Airfold is powered by the open-source analytics engine ClickHouse, known for its exceptional performance in aggregating large volumes of data at speed. ClickHouse offers a range of advanced features not typically found in other platforms—features that can significantly impact performance when used effectively. One of the most important ways to take advantage of these capabilities is through thoughtful table schema design.

If you have questions about optimizing your schema or improving query performance, reach out to your assigned Solutions Engineer—they’ll be happy to provide guidance tailored to your project.

Data Types

ClickHouse supports all the familiar data types you’d expect—like String, Int, and DateTime — but it also includes several powerful, ClickHouse-specific types designed for performance and flexibility. These include LowCardinality for efficient storage of repetitive string values, and JSON for working with semi-structured data. Choosing the right data type can have a big impact on query speed and storage efficiency. Materialized Incremental Views are another powerful feature of ClickHouse. To take full advantage of them, you’ll need to use a special data type called AggregateFunction, which allows ClickHouse to store pre-aggregated values for blazing-fast query performance. See the reference page to learn more about data types.

Engine

In ClickHouse, you can specify a Table Engine that determines several key behaviors of the table, such as how data is stored on disk, how it is indexed, and potentially how data can be deduplicated. Some of the common engine types you will use in your Airfold project: MergeTree is the most frequently used table that merges table parts in the background, ReplicatingMergeTree deduplicate rows (based on a version column) ensuring your query includes the most up to date data, and AggregatingMergeTree for Materialized Incremental Views that aggregate data on ingestion. Choosing the right engine is critical for optimizing performance and ensuring the table aligns with your use case, whether it’s high-speed inserts, deduplication, or aggregations. Check out our reference page to learn more about ClickHouse Engines.

Primary Key/Order By

In ClickHouse, the PRIMARY KEY and ORDER BY table settings are essential to how your data is organized and queried. Unlike traditional databases, where a primary key enforces uniqueness, in ClickHouse the Primary Key is used purely for indexing. It defines the sorting order for the data and determines how ClickHouse organizes parts on disk and builds sparse indexes for efficient filtering.

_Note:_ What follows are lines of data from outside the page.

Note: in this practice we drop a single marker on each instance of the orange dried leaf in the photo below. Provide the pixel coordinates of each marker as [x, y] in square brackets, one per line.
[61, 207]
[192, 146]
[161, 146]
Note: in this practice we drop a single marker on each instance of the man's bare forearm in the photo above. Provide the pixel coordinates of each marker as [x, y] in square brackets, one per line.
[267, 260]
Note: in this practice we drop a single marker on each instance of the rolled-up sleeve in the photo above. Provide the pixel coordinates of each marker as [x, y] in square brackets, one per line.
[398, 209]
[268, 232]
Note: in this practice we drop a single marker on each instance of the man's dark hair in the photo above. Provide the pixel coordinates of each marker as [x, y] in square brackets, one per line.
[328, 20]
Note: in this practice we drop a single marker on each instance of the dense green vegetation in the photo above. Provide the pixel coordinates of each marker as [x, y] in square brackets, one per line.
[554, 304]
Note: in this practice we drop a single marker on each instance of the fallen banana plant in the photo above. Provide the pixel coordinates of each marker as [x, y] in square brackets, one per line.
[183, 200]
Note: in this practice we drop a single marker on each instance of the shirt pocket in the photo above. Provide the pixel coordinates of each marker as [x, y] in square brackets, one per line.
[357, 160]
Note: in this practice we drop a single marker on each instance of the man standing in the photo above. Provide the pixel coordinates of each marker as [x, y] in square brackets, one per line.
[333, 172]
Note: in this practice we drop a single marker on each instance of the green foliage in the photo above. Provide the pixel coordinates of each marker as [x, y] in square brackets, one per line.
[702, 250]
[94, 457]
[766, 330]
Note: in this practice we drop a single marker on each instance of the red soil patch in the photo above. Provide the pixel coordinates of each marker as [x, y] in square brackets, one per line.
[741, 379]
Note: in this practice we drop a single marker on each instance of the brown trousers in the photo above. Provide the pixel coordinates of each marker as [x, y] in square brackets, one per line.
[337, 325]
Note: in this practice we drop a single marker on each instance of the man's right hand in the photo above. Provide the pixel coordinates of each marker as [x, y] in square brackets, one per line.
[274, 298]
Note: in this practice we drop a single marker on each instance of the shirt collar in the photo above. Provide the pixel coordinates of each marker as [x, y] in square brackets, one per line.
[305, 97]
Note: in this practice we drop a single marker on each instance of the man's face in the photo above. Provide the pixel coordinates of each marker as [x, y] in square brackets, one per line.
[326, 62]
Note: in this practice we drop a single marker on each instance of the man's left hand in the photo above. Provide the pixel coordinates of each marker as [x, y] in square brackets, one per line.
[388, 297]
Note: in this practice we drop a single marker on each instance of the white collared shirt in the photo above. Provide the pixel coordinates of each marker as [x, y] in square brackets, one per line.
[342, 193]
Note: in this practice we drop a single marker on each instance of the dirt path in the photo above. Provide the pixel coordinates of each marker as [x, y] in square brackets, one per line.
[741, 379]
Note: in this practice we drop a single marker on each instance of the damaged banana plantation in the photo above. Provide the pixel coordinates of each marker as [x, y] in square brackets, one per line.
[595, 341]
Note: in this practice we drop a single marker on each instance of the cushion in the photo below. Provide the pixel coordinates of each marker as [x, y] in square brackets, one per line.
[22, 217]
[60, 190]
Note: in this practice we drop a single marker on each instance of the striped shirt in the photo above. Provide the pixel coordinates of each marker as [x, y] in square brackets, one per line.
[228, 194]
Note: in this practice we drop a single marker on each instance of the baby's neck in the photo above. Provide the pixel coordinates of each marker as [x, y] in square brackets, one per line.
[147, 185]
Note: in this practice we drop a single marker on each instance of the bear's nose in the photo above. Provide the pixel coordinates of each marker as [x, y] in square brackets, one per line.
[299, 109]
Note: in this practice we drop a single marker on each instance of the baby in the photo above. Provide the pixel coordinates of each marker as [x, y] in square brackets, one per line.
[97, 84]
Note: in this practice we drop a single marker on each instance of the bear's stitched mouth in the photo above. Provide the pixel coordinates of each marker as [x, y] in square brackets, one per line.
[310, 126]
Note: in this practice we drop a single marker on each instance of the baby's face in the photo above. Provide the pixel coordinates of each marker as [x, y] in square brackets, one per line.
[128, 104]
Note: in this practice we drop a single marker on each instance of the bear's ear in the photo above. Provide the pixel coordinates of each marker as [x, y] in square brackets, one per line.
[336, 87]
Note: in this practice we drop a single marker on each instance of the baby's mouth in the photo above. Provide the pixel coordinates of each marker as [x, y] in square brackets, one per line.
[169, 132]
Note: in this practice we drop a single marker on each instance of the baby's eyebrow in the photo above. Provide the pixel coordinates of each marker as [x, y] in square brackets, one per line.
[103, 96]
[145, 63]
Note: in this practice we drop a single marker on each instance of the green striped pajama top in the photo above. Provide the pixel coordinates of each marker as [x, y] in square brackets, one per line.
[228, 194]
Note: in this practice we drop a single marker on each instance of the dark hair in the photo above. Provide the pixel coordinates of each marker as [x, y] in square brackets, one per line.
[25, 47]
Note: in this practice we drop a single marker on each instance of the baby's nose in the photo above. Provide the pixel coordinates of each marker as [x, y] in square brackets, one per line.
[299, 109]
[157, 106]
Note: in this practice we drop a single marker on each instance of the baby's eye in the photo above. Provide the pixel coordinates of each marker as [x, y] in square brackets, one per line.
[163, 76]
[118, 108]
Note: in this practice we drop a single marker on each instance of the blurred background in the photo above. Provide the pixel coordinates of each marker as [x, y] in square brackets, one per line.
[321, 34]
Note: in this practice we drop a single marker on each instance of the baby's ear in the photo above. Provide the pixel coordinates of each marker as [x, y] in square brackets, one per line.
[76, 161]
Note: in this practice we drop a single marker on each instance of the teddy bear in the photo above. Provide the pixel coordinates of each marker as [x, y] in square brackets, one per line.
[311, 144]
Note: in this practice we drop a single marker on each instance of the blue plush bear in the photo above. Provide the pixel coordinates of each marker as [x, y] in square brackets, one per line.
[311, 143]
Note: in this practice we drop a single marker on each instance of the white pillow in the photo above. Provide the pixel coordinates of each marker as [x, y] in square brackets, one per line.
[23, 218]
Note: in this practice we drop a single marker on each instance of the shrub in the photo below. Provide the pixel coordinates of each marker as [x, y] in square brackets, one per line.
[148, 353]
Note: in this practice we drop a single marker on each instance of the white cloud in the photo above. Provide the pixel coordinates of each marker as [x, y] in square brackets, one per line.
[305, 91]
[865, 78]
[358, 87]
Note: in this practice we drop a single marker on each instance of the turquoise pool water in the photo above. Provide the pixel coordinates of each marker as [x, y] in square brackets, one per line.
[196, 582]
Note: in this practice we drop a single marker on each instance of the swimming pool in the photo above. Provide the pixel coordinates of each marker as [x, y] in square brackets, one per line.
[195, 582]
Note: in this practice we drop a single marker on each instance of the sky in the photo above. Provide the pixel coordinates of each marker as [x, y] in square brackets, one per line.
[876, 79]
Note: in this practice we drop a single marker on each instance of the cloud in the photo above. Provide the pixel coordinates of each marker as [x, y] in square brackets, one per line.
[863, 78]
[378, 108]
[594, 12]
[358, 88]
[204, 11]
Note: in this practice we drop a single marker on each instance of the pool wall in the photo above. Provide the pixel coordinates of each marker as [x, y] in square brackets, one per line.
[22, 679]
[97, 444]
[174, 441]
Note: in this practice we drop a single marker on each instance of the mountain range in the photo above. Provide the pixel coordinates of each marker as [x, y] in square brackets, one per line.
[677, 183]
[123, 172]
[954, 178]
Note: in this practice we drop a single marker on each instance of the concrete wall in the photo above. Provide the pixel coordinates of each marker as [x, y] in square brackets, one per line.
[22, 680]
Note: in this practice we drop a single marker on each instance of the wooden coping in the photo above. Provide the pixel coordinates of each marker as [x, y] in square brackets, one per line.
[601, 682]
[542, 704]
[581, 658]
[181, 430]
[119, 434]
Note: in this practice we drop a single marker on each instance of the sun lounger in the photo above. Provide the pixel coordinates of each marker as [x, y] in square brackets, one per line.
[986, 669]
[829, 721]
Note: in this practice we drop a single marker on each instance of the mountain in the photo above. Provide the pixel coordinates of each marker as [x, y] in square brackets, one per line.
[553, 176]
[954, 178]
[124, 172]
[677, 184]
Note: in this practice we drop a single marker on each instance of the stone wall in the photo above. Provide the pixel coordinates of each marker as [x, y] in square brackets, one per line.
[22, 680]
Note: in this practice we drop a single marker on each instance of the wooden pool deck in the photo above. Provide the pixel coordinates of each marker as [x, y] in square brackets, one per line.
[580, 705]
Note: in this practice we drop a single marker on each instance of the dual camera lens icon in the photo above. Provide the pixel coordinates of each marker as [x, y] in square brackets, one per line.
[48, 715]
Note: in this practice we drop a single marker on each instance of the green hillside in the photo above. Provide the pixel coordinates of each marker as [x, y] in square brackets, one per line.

Choosing a good ORDER BY column is arguably the single most impactful decision you can make for improving query performance. Ideally, it should be a column that is frequently used in filters—this allows ClickHouse to skip over large portions of data during query execution, significantly reducing scan time.

For example, a table with a schema like this:

name: products
description: A table containing basic product information
cols:
  ID: Int64
  NAME: String
  DESCRIPTION: String
  PRICE: Float64

settings:
  engine: MergeTree()
  order_by: ID

Will return great results on a query like this:

SELECT *
FROM products
WHERE ID = 12345

Because the table is ordered by ID, ClickHouse can use its index to jump directly to the relevant data range, skipping over irrelevant rows. This leads to significantly faster query performance, especially when filtering by ID or querying a small number of records. To learn more about How to set a good Primary Key, see the reference page.

Partition By

The partition_by clause in ClickHouse controls how your data is physically split across directories on disk. While it doesn’t directly improve query performance like order_by does, it plays a big role in data management—especially for controlling data retention, optimizing merges, and speeding up certain types of bulk deletes. A good partitioning strategy can reduce storage overhead and make your table easier to maintain over time. A common choice is to partition by date, although it is recommended to partition data at the month level.

Optimizing your schema from the start ensures your tables are fast, efficient, and aligned with your workload. ClickHouse (and by extension, Airfold) does not allow you to change core settings like engine, order_by, or partition_by after a table is created. Making changes later typically means dropping the table, recreating it with the new schema, and backfilling all your data. It’s worth getting it right the first time!